Day 5: Nashville to Cumberland Falls #KentuckyTour2014

cumberland falls, black bears, kentucky,  Daniel Boone, Despite being the last one back, I’m the first up and make use of my time by having a coffee on the little veranda that overlooks Downtown. Again it’s a beautiful day and amongst the chirpy birdsong I can make out the light and dissipating thunder of a rolling freight train somewhere in the distance.

Right about now, Luke’s friends and family from London are beginning to touch down at various US ports for the wedding; Atlanta, New York, Chicago. Myself and cousin Elizabeth had been uploading photos to Instagram using #Colliver to track each others whereabouts (a rare justification for the hashtag). She was travelling with my other cousins, Simone and George, and had just picked up their hire car after a night at the baseball watching the Atlanta Braves.

Once the others were up, and we’d made a half decent effort of drying our laundry on the outside porch, we headed to where Joe and Kate were staying. A bowl of granola later at the Sky Blue Café and we were on the road to Cumberland Falls.

I jumped back in with Joe and Kate, whose trusty yet exhausted playlist via USB stick provided ample respite from the world of tin riffs and questionable innuendo’s that come with a life of solid country music. The radio was on repeat with the new Keith Urban song Cop Car. Quite fitting, as I wasn’t the only one who’d had a brush with the law last night. Joe and Kate had accidentally set off the alarm of their house and the cops were round in a shot.

There’s something quite unenviable about Keith Urban. For a guy who makes million of pounds doing what he loves and is married to a Hollywood superstar, I just couldn’t imagine anyone actually wanting to trade places with him. It’s no indicator of my contentment with life. Offer me the life of a semi-professional footballer, a bit part in Eastenders or a place on the next series of Castaway in lieu of my own existence and I’d bite your hand off. But Keith Urban? Nah, you’re alright mate.

I dropped Jim from last night an email, just to send him my best wishes. He managed to get back in the flat but isn’t speaking to his flatmate.

Once we’re about 10miles from Cumberland Falls National Park, we notice several houses displaying campaign posters championing those seeking election for a number of roles.

“Jerry Hoake for Mayor”

“Susan Knoxville for Magistrate”

“Bob Yardley for Jailer”

One can only assume these are for positions of power, and not simply for roles in a play put on by the local amateur dramatics society.

Our log cabin is huge, and about a 5 minute walk from the central Du Pont Lodge where Joe and Kate will be staying. There are 6 other log cabins in our area. With two king-size twin rooms down below and a huge kitchen and lounge area up above. We have two balconies that overlook the forest below. Though obscured by the thick woodland, the roar of the river down in the valley can be heard easily enough.

There’s been a number of bear sightings in the area recently. At Du Pont we were given some tips on what to do if we came face to face with one. From Bill Bryson’s A Walk in the Woods I know that black bears can be dealt with using techniques such as making yourself big while not looking threatening. Running only makes you look like prey and odds are they’re better at running, climbing and swimming than you.

Whereas if a brown bear wants to rip your throat out, he’s going to rip your throat out.

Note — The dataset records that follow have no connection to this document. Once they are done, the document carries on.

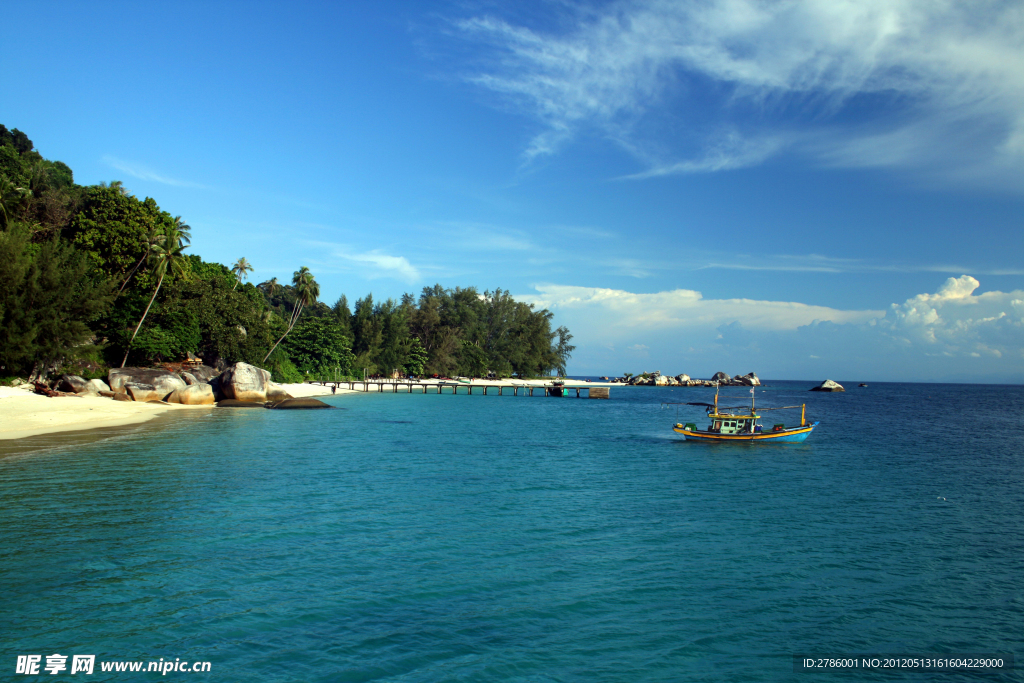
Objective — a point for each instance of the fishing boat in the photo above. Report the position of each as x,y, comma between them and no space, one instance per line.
728,426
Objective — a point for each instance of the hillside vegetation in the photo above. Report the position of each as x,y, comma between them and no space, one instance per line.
91,278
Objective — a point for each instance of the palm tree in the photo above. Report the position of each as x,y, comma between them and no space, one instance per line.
167,254
148,242
240,269
308,292
178,231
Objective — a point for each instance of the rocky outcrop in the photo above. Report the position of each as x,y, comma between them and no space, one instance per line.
231,402
99,386
275,393
141,392
72,384
299,403
197,394
159,378
203,373
244,382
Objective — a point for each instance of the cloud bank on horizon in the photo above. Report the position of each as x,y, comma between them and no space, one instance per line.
697,87
952,334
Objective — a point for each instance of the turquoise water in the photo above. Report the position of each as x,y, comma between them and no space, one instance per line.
439,538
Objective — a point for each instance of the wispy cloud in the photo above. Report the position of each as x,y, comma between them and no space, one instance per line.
370,264
143,173
876,83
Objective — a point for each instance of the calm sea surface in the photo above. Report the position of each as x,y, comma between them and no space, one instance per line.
439,538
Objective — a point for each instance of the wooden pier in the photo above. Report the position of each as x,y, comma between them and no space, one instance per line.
443,387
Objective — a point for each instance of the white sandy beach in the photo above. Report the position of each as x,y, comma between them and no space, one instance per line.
26,414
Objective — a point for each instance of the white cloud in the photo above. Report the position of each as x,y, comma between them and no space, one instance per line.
143,173
931,82
629,311
951,334
378,264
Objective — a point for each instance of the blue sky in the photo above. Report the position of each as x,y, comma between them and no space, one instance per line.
804,189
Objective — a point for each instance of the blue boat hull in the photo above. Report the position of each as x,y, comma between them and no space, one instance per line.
794,435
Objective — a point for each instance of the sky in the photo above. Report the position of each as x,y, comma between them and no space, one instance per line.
806,189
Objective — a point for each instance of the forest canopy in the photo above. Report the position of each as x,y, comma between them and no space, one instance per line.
91,278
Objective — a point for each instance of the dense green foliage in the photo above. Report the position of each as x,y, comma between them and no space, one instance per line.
92,274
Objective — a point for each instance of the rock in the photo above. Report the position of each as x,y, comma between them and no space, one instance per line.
141,392
299,403
197,394
231,402
161,380
275,393
204,373
72,383
244,382
99,386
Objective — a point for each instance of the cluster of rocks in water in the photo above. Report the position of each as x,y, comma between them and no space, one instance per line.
239,385
657,379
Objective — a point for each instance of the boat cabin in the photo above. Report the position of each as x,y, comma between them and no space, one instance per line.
733,424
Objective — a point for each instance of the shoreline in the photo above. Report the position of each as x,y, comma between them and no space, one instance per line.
26,414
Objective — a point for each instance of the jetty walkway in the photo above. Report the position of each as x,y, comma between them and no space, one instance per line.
370,386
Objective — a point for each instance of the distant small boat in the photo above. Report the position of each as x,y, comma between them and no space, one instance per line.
740,427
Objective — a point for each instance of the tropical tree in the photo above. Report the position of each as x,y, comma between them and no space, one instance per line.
168,257
240,269
307,291
152,239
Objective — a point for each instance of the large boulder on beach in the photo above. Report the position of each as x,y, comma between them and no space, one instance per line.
72,384
197,394
244,382
231,402
141,392
275,393
159,378
299,403
828,385
203,373
97,386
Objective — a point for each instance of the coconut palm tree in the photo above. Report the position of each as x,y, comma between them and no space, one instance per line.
168,257
308,292
240,269
178,231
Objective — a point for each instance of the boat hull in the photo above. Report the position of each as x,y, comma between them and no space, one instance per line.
794,435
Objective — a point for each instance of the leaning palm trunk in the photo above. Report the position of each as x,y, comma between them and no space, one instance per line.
291,324
132,273
146,312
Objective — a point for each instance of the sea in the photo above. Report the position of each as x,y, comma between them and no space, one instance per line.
424,538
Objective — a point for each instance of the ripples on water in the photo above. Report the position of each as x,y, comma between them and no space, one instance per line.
432,538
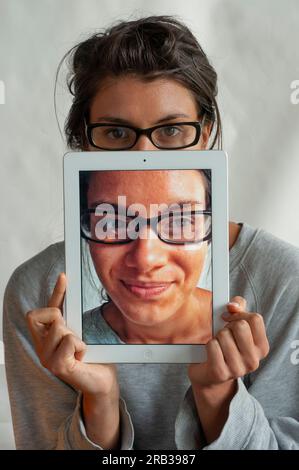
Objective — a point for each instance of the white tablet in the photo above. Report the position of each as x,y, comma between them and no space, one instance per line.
146,253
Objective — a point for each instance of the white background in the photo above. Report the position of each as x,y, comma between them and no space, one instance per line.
254,47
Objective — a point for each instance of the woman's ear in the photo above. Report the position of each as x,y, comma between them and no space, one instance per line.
205,134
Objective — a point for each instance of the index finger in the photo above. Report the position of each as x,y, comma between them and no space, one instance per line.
56,299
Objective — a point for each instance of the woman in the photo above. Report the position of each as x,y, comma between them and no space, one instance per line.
139,75
151,278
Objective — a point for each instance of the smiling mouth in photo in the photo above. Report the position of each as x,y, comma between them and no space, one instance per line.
145,290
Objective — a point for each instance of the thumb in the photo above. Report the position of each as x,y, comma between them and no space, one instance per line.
57,297
237,304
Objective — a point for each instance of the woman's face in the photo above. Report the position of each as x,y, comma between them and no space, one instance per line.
129,100
148,280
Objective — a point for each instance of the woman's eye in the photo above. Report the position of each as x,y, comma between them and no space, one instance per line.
183,222
116,133
170,131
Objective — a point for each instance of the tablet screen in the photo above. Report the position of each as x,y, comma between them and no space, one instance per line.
146,256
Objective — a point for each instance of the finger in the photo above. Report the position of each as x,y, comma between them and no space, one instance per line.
257,326
237,304
39,322
258,331
242,335
229,317
57,297
65,359
56,333
216,366
231,353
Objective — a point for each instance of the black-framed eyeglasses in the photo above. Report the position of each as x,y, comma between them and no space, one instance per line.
179,227
171,136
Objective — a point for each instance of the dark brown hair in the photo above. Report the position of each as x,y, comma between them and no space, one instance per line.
151,47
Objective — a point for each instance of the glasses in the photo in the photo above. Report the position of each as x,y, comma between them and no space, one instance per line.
170,136
177,227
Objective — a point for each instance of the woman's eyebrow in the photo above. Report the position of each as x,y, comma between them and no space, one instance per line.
118,120
181,204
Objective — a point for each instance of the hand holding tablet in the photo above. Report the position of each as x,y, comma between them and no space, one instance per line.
155,231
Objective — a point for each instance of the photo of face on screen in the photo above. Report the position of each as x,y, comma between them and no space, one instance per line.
146,238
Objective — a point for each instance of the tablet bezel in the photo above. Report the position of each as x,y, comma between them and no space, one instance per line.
73,163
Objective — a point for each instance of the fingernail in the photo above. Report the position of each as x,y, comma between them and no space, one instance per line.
225,315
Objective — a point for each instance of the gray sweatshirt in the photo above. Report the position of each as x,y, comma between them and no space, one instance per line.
157,407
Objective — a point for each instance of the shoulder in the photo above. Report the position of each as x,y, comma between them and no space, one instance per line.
272,257
269,268
32,282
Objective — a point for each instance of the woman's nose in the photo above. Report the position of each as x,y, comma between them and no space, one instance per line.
147,253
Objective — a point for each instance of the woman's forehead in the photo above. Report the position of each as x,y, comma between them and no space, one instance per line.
150,186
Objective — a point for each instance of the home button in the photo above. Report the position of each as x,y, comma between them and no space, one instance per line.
148,354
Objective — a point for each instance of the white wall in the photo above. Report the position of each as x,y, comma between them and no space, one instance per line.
253,46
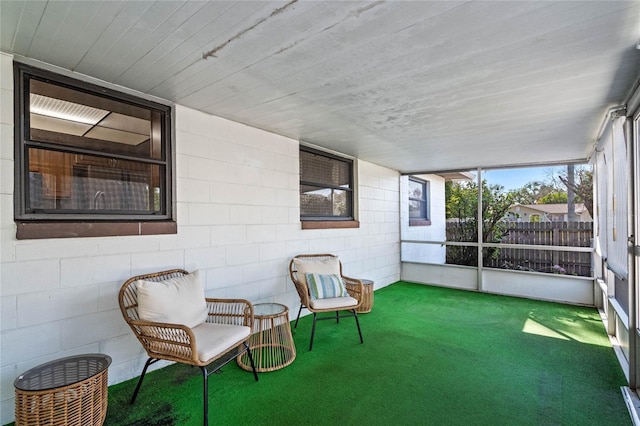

“So, the bloke at reception said if you see a bear, you need to walk backwards, keep calm and clap your hands” I called out to the group up ahead, as we walked through the woods and down towards Cumberland Falls.

“Clap? What if he isn’t any good” came Dad’s sharp reply as he listened out for laughter, paying no attention to my safety advice.

We continued down into woods towards the falls, where instead of the breathtaking scenery, we took in some good puns and bear-related material.

The falls themselves were incredibly impressive. The weight and power running through them could be felt from our viewpoint. Like most able-bodied men, Joe and myself couldn’t resist the urge of jumping over the viewpoint to climb a large rock below for a better view. Never, ever be content with the safety of a viewpoint.

We stayed for a good 20 minutes taking in the powerful medium of nature, before making our way back through the woods.

“Rob, I just seen saw paw prints” Kev called up ahead, “then I saw some good prints and then I saw some excellent prints”.

Back on the balcony of our log cabin the champagne was popped and the jokes continued. The trees were occasionally lit up by the inhabitant glowworms, which reminded Kev of his last trip to the US back in 1974. While visiting cousins in Pennsylvania, they were introduced to some kids who’d go into the woods to crunch up glowworms to give the impression they had fluorescent rings on their fingers. But the glowworms were okay though, right?

“Nah, they were fucked”

kev, oliver, tuxedo, cumberland fallsKev goes out to the car to surprise us with one of his many new outfits for the wedding, returning in a T-Shirt with a Tuxedo printed on the front of it.

“I must be the only person in the country with a Tuxedo folded up in the glove compartment”.